Clinical Challenges

What is your diagnosis? - May 2019

A 57-year-old man presented to our hospital with a week of generalized weakness and abdominal pain.

Relevant medications included diclofenac 75 mg twice daily, aspirin 81 mg, and clopidogrel 75 mg/d. Vital signs were normal. Physical examination showed mild diffuse abdominal tenderness.

Admission blood work revealed a hemoglobin of 8.8 g/dL, decreased from a baseline hemoglobin of 12 g/dL. The patient did not have overt gastrointestinal bleeding, but tested positive for fecal occult blood. A computed tomography scan demonstrated luminal narrowing at the hepatic flexure without bowel wall thickening or obstruction (Figure A).
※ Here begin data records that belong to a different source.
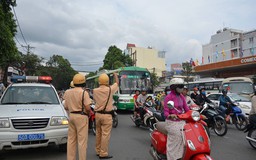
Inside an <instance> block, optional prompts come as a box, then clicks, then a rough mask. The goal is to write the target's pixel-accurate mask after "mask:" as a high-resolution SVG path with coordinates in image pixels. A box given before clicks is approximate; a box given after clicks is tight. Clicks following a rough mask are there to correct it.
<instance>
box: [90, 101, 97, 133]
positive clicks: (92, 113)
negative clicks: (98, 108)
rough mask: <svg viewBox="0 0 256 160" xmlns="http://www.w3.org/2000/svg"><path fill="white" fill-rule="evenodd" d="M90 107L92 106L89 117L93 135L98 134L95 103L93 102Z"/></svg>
mask: <svg viewBox="0 0 256 160" xmlns="http://www.w3.org/2000/svg"><path fill="white" fill-rule="evenodd" d="M90 107H91V112H90V117H89V129H91V130H92V133H93V135H96V121H95V112H94V107H95V104H94V103H92V104H91V105H90Z"/></svg>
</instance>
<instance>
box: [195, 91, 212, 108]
mask: <svg viewBox="0 0 256 160" xmlns="http://www.w3.org/2000/svg"><path fill="white" fill-rule="evenodd" d="M199 92H200V94H199V95H197V97H196V104H197V105H199V106H200V107H202V106H203V105H204V104H205V102H207V103H212V101H211V100H209V99H208V98H207V97H206V92H205V89H204V88H201V89H200V90H199Z"/></svg>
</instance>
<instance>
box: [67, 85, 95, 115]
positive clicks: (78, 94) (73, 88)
mask: <svg viewBox="0 0 256 160" xmlns="http://www.w3.org/2000/svg"><path fill="white" fill-rule="evenodd" d="M83 91H84V90H83V89H82V88H80V87H76V88H72V89H68V90H67V91H66V92H65V93H64V96H63V99H64V100H65V104H64V107H65V109H66V110H68V111H69V112H74V111H82V96H83ZM90 104H91V99H90V97H89V94H88V93H87V92H86V91H85V92H84V106H88V105H90ZM84 112H85V109H84Z"/></svg>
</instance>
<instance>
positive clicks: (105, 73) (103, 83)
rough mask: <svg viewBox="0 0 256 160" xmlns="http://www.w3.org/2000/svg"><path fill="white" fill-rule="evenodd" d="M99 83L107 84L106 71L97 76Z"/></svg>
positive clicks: (101, 83)
mask: <svg viewBox="0 0 256 160" xmlns="http://www.w3.org/2000/svg"><path fill="white" fill-rule="evenodd" d="M99 85H109V77H108V75H107V74H106V73H103V74H101V75H100V76H99Z"/></svg>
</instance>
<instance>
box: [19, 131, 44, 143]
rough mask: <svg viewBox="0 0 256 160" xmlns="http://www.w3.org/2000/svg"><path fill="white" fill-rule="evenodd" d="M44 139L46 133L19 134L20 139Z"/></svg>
mask: <svg viewBox="0 0 256 160" xmlns="http://www.w3.org/2000/svg"><path fill="white" fill-rule="evenodd" d="M42 139H44V134H43V133H39V134H19V135H18V141H32V140H42Z"/></svg>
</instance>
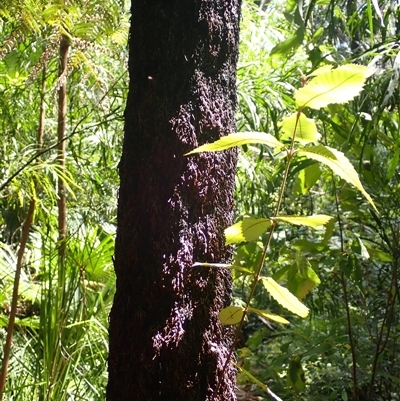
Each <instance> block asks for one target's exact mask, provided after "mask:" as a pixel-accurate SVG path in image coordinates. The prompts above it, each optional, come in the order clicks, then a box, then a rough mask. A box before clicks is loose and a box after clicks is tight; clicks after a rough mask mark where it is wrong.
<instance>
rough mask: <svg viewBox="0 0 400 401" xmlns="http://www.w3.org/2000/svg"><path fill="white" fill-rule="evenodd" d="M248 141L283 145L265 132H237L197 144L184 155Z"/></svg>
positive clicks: (223, 148)
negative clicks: (219, 137)
mask: <svg viewBox="0 0 400 401" xmlns="http://www.w3.org/2000/svg"><path fill="white" fill-rule="evenodd" d="M250 143H252V144H255V143H258V144H262V145H267V146H270V147H271V148H275V147H278V148H280V147H284V145H283V143H281V142H279V141H278V140H277V139H276V138H275V137H274V136H273V135H271V134H266V133H265V132H238V133H235V134H229V135H226V136H223V137H222V138H220V139H218V140H217V141H215V142H213V143H207V144H205V145H202V146H199V147H198V148H196V149H193V150H192V151H191V152H189V153H186V155H185V156H187V155H191V154H194V153H200V152H217V151H221V150H225V149H229V148H234V147H235V146H241V145H246V144H250Z"/></svg>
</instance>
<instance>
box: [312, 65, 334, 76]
mask: <svg viewBox="0 0 400 401" xmlns="http://www.w3.org/2000/svg"><path fill="white" fill-rule="evenodd" d="M332 67H333V66H332V65H329V64H327V65H323V66H322V67H320V68H317V69H316V70H314V71H313V72H312V73H311V74H309V75H307V77H317V76H318V75H321V74H325V73H326V72H329V71H331V70H332Z"/></svg>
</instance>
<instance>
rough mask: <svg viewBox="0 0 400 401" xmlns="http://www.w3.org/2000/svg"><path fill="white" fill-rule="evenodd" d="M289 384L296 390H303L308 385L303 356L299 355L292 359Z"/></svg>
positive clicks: (291, 360) (288, 381)
mask: <svg viewBox="0 0 400 401" xmlns="http://www.w3.org/2000/svg"><path fill="white" fill-rule="evenodd" d="M287 384H288V385H289V386H292V387H293V388H294V389H295V390H296V391H303V390H304V388H305V386H306V380H305V376H304V369H303V368H302V366H301V357H300V356H298V355H296V356H294V357H293V358H292V359H291V360H290V363H289V369H288V374H287Z"/></svg>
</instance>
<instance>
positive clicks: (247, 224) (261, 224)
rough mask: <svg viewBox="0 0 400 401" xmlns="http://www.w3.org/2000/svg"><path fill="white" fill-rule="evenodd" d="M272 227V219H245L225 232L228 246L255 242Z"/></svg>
mask: <svg viewBox="0 0 400 401" xmlns="http://www.w3.org/2000/svg"><path fill="white" fill-rule="evenodd" d="M270 226H271V220H270V219H254V218H252V217H245V218H244V219H243V220H242V221H239V222H238V223H236V224H234V225H233V226H230V227H228V228H227V229H226V230H225V238H226V241H225V242H226V244H236V243H239V242H244V241H254V240H256V239H258V237H259V236H260V235H262V234H264V233H265V231H266V230H267V229H268V227H270Z"/></svg>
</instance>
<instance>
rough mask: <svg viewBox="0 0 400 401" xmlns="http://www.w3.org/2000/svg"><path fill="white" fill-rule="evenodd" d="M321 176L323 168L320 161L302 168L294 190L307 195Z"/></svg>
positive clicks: (301, 193) (300, 193)
mask: <svg viewBox="0 0 400 401" xmlns="http://www.w3.org/2000/svg"><path fill="white" fill-rule="evenodd" d="M320 176H321V169H320V168H319V164H318V163H314V164H312V165H310V166H307V167H305V168H303V169H302V170H300V172H299V175H298V176H297V180H296V182H295V185H294V192H295V193H297V194H301V195H306V194H307V193H308V192H309V191H310V189H311V188H312V187H313V186H314V185H315V184H316V182H317V181H318V180H319V178H320Z"/></svg>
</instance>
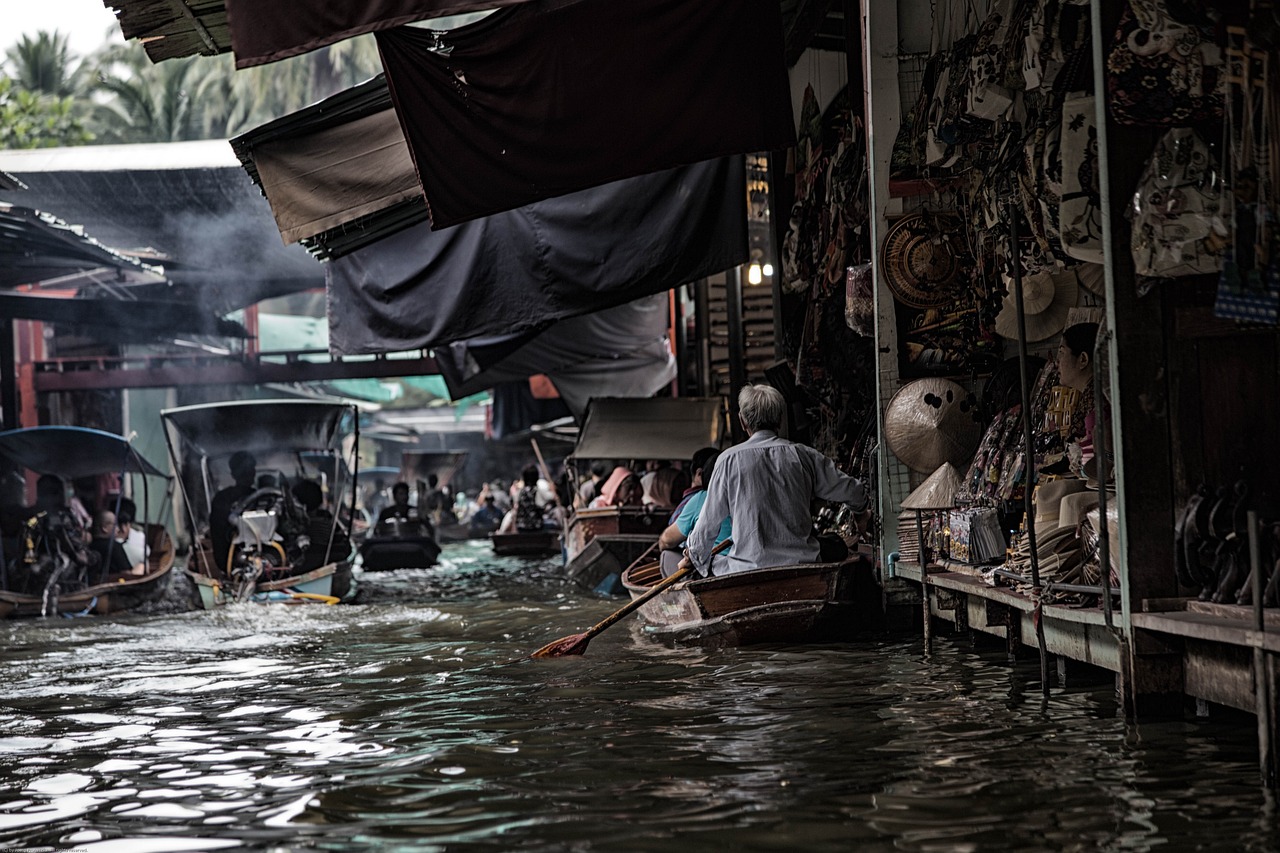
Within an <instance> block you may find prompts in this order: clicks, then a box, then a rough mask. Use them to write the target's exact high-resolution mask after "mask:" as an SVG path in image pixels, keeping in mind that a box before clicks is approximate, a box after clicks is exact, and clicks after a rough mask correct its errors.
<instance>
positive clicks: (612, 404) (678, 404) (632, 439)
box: [573, 397, 728, 460]
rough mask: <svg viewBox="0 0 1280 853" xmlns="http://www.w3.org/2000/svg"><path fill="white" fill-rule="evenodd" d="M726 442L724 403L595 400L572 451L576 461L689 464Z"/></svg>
mask: <svg viewBox="0 0 1280 853" xmlns="http://www.w3.org/2000/svg"><path fill="white" fill-rule="evenodd" d="M727 438H728V429H727V424H726V421H724V398H723V397H666V398H658V400H612V398H596V400H593V401H591V405H590V406H589V407H588V410H586V420H585V421H584V423H582V430H581V432H580V433H579V437H577V447H575V448H573V456H575V459H613V460H622V459H658V460H662V459H669V460H685V459H692V456H694V453H695V452H696V451H698V450H699V448H703V447H722V446H723V444H724V442H726V441H727Z"/></svg>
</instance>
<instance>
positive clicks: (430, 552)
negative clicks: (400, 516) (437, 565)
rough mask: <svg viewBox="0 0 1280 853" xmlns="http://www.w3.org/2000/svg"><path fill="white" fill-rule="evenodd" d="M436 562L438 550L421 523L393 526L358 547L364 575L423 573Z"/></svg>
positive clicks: (437, 559) (424, 528)
mask: <svg viewBox="0 0 1280 853" xmlns="http://www.w3.org/2000/svg"><path fill="white" fill-rule="evenodd" d="M439 558H440V546H439V543H436V540H435V539H434V538H433V537H431V534H430V533H429V530H428V528H425V526H424V525H422V524H421V523H412V521H410V523H404V524H402V525H401V524H397V525H394V526H393V528H390V529H388V530H385V532H383V533H380V534H379V535H372V537H365V540H364V542H362V543H360V561H361V564H360V565H361V567H364V570H365V571H392V570H394V569H426V567H428V566H434V565H435V564H436V561H439Z"/></svg>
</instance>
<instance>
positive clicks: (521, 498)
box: [498, 465, 552, 533]
mask: <svg viewBox="0 0 1280 853" xmlns="http://www.w3.org/2000/svg"><path fill="white" fill-rule="evenodd" d="M520 482H521V487H520V492H517V493H516V508H515V510H512V511H511V512H508V514H507V517H506V519H503V523H502V528H500V529H499V530H498V532H499V533H516V532H518V533H536V532H540V530H543V529H544V526H545V524H544V523H545V515H547V510H548V507H549V506H550V503H552V498H550V497H548V496H544V494H543V493H541V491H540V489H539V482H538V469H536V467H535V466H532V465H527V466H525V470H524V471H521V473H520Z"/></svg>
Esophagogastroduodenoscopy was normal. Colonoscopy revealed a circumferential stricture in the right colon with an estimated diameter of 8 mm (Figure B).

Biopsies of the stricture showed significant lamina propria fibrosis, eosinophilic infiltration, and mild crypt distortion (Figure C).


 

Nonsteroidal anti-inflammatory drug–induced diaphragm disease

Nonsteroidal anti-inflammatory drug (NSAID)–induced diaphragm disease is a rare cause of colonic stricture. To date, only about 50 cases have been reported. Diaphragm-like strictures occur predominantly in the right colon. The most common clinical presentations are obstructive symptoms and gastrointestinal bleeding after taking traditional NSAIDs or cyclo-oxygenase-2 inhibitors for more than 1 year.1 The thin diaphragm strictures are difficult to detect on imaging studies. They are seen during endoscopy or surgery. Concentric strictures in the right colon in the setting of chronic NSAID use are almost diagnostic of colonic diaphragm disease.2 Histopathology demonstrates submucosal fibrosis on resection specimens. Endoscopic biopsies may show lamina propria fibrosis, increased eosinophils with relative paucity of neutrophils, and even crypt distortion. The mechanism is thought to be due to contraction of scar tissue from healing concentric ulceration resulting in diaphragm-like strictures. Discontinuation of NSAIDs is recommended. Surgery is required to relieve obstruction in 75% of reported cases. Some have reported success with endoscopic balloon dilation.3

Using a 15-mm balloon, we performed endoscopic through-the-scope balloon dilation under fluoroscopy (Figures D, E). After dilation, the colonoscopy was completed to the distal ileum. There were two additional proximal concentric colonic strictures that allowed passage of the colonoscope and did not require dilation (Figure F). The patient was advised to stop diclofenac. He had no further gastrointestinal symptoms at the 3-month follow-up visit.

References

1. Wang Y-Z, Sun G, Cai F-C et al. Clinical features, diagnosis, and treatment strategies of gastrointestinal diaphragm disease associated with nonsteroidal anti-inflammatory drugs. Gastroenterol Res Pract. 2016;2016:3679741

2. Püspök A, Kiener HP, Oberhuber G. Clinical, endoscopic, and histologic spectrum of nonsteroidal anti-inflammatory drug-induced lesions in the colon. Dis Colon Rectum. 2000;43:685-91.

3. Smith JA, Pineau BC. Endoscopic therapy of NSAID-induced colonic diaphragm disease: two cases and a review of published reports. Gastrointest Endosc. 2000;52:120-5.